Solving a Problem Involving Free Fall

A rock is thrown straight up with an initial velocity of \(19.6\;{\rm m}/{\rm s}\) from the roof of a building \(24.5\;{\rm m}\) above ground level, as shown in Figure 64.

  1. How long does it take the rock to reach its maximum altitude?
  2. What is the maximum altitude of the rock?
  3. If the rock misses the edge of the building on the way down and eventually strikes the ground, what is the total time the rock is in the air?

Solution To answer the questions, we need to find the velocity \(v=v(t)\) and the distance \(s=s(t)\) of the rock as functions of time. We begin measuring time when the rock is released.
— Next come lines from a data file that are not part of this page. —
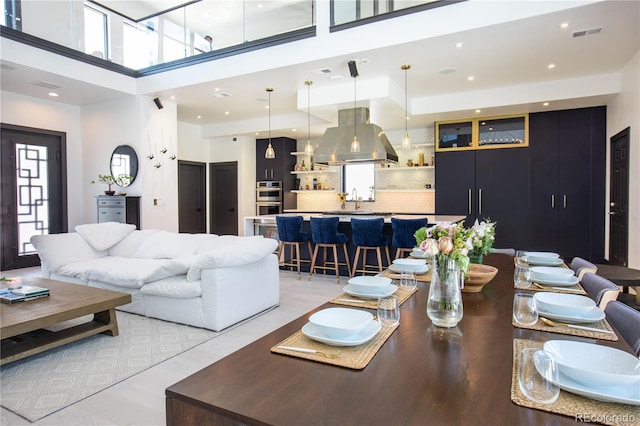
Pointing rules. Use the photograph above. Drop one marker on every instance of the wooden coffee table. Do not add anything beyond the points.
(22, 324)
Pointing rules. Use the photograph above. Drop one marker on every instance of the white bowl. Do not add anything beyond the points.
(564, 304)
(594, 365)
(368, 285)
(550, 272)
(341, 322)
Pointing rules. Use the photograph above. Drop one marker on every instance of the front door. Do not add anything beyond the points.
(33, 191)
(619, 199)
(224, 198)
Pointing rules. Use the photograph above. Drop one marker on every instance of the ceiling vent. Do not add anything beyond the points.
(46, 84)
(583, 33)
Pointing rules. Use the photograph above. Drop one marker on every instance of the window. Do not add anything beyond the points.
(95, 32)
(360, 177)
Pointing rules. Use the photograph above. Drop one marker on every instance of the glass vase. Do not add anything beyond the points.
(444, 306)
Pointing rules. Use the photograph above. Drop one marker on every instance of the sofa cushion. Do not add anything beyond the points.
(102, 236)
(131, 243)
(168, 245)
(229, 251)
(125, 272)
(56, 250)
(176, 287)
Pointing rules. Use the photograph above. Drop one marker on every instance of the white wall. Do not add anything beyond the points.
(623, 112)
(41, 114)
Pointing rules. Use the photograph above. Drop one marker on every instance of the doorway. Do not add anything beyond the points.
(192, 197)
(33, 191)
(224, 198)
(619, 199)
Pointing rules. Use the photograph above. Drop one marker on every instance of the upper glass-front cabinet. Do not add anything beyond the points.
(483, 133)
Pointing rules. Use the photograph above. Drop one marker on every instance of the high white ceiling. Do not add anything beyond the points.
(514, 54)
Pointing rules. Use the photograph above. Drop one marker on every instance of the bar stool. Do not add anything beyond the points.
(290, 235)
(324, 233)
(403, 230)
(367, 235)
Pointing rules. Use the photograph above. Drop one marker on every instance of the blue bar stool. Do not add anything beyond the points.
(367, 235)
(403, 230)
(290, 235)
(324, 233)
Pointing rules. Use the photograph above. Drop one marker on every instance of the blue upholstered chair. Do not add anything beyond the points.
(581, 266)
(324, 234)
(403, 230)
(367, 235)
(626, 321)
(600, 289)
(290, 235)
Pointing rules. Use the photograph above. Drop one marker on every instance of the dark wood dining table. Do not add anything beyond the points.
(421, 375)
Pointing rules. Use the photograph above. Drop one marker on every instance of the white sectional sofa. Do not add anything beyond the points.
(202, 280)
If \(s\) is the distance, in meters, of the rock from the ground, then since the rock is released at a height of \(24.5\;{\rm m}\), \(s_{0}=s(0)=24.5\;{\rm m}\).
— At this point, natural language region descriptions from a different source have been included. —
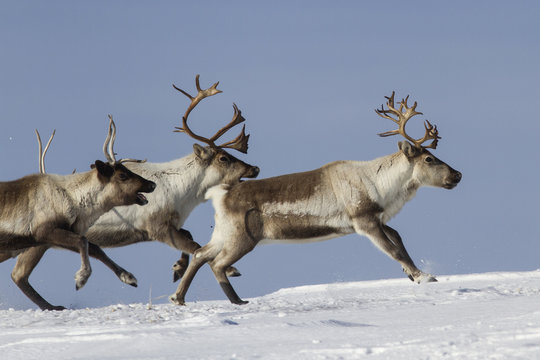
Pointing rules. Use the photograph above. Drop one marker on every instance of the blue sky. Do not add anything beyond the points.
(307, 76)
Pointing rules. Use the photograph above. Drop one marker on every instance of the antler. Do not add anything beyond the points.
(240, 143)
(108, 146)
(43, 152)
(404, 114)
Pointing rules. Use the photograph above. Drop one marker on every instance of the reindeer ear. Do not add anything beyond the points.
(103, 169)
(202, 152)
(408, 149)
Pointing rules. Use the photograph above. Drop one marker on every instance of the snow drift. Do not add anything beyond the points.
(479, 316)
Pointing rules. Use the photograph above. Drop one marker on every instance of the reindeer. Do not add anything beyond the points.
(339, 198)
(43, 210)
(182, 184)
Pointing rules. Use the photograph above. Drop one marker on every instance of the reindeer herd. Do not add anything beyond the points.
(126, 201)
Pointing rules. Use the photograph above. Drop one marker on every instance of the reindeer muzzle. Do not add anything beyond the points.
(452, 181)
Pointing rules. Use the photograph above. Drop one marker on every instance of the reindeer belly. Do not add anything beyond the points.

The initial velocity of the rock is given as \(v_{0}=v(0)=19.6\;{\rm m}/{\rm s}\). If air resistance is ignored, the only force acting on the rock is gravity. Since the acceleration due to gravity is \(-9.8\;{\rm m}/{\rm s}^{2}\), the acceleration \(a\) of the rock is \[ a=\dfrac{{d\kern-1ptv}}{dt}=-9.8 \]

Solving the differential equation, we get \[ v(t)=-9.8t+v_{0} \]

Using the initial condition, \(v_{0}=v( 0) =19.6\;{\rm m}/{\rm s}\), the velocity of the rock at any time \(t\) is \[ v(t)=-9.8t+19.6 \]

Now we solve the differential equation \(\dfrac{ds}{dt}=v(t) =-9.8t+19.6\). Then \[ {s}(t)={-4.9t^{2}+19.6t+s_{0}} \]

Using the initial condition, \(s( 0) =24.5\;{\rm m}\), the distance \(s\) of the rock from the ground at any time \(t\) is \[ s(t)=-4.9t^{2}+19.6t+24.5 \]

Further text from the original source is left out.